Medicine is an evolving profession, and it has come a long way since ancient physicians relied on observation and their ability to perform limited examinations. A notable development in medicine was introducing ”the laboratory” at the beginning of the 20th Century. With this came increasingly sophisticated tools and techniques, giving today’s modern physicians an array of diagnostic tests. However, a clinically helpful test must provide reliable information influenced by both analytical and non-analytical factors.
Analytical factors include the sensitivity and specificity of the test, which are used in the media due to COVID-19 reporting. These terms refer to the test’s ability to reliably predict whether an individual does or does not have the viral infection causing COVID-19. These are mathematical expressions of the test’s false-positive and false-negative rates. A test with high sensitivity correctly identifies a high percentage of individuals who have the virus, and a high specificity will correctly identify a high percentage of individuals who do not have the virus. For example, if we test 100 people who have the virus with a test of 99% sensitivity, we will identify 99 out of those 100 individuals (1 false-negative). In the case of specificity, if we test 100 people who do not have the virus, the test will correctly identify 99 people as negative (1 false-positive).

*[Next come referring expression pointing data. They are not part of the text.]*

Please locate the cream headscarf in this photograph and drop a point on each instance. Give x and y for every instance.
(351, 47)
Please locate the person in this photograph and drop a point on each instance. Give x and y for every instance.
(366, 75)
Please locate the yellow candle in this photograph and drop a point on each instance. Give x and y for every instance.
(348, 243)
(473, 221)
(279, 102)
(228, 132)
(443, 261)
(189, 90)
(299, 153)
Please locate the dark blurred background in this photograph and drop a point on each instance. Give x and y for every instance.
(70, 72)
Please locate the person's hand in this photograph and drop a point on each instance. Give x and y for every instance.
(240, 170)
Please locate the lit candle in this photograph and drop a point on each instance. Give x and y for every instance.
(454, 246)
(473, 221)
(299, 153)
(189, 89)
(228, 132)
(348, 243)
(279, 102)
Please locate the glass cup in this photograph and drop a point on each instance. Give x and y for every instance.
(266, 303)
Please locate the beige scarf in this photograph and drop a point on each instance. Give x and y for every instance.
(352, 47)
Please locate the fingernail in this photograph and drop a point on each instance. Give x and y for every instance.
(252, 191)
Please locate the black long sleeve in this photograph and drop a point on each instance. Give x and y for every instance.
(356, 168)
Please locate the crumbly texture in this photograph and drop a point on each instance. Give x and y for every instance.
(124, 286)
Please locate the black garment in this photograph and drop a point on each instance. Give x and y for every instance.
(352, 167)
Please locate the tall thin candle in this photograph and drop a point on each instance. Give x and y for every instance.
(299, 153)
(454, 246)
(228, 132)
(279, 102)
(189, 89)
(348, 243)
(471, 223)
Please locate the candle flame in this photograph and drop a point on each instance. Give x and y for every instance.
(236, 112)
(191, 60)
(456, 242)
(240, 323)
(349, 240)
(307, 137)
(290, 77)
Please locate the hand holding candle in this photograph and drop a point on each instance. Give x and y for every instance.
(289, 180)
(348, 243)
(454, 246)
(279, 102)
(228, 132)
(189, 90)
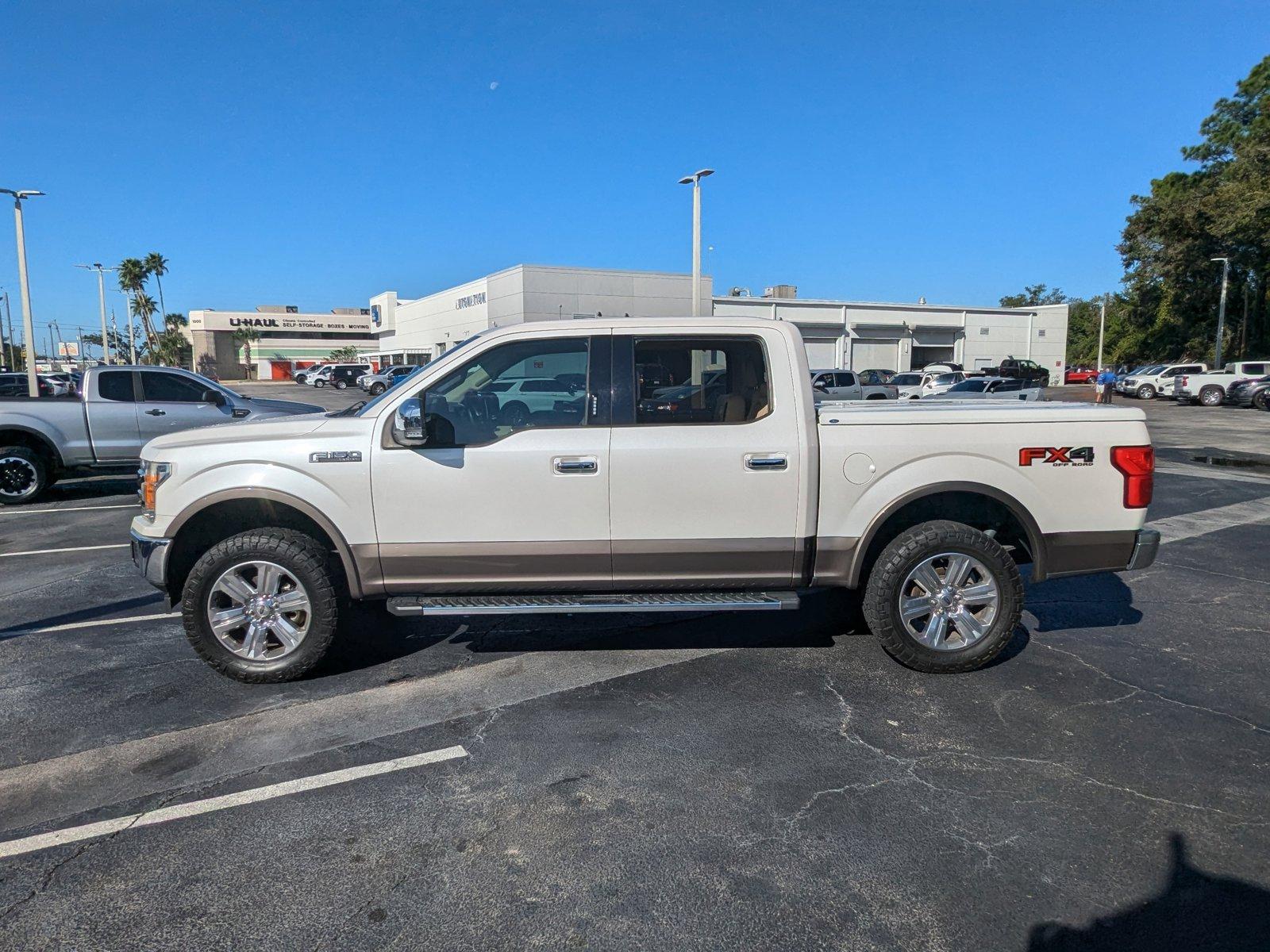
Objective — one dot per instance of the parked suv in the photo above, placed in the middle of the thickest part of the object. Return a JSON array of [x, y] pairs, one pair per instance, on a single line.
[[376, 384], [338, 374], [1159, 380]]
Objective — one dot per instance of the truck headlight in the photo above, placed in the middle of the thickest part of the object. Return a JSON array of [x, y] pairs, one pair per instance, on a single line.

However, we do not always know the actual infection rates of populations across the globe – after all, this is why we want to perform the tests. Therefore, if we apply the standard sensitivity and sensitivity rules to a population with an estimated relatively low prevalence of infection, the false positives will soon outnumber the false negatives and give less meaning to the test results. So how do we apply these values so they have real sense across real-world populations? This is where some sophisticated statistics are put in place. The sensitivity and specificity rates are used to calculate predictive values, which inform us how valuable the test would be when applied to a population, i.e. the probability of correctly identifying a viral infection. The upshot is that the simple statistics reported for tests do not reflect the potential prediction rates in populations which is essential for evaluating if a particular test is useful.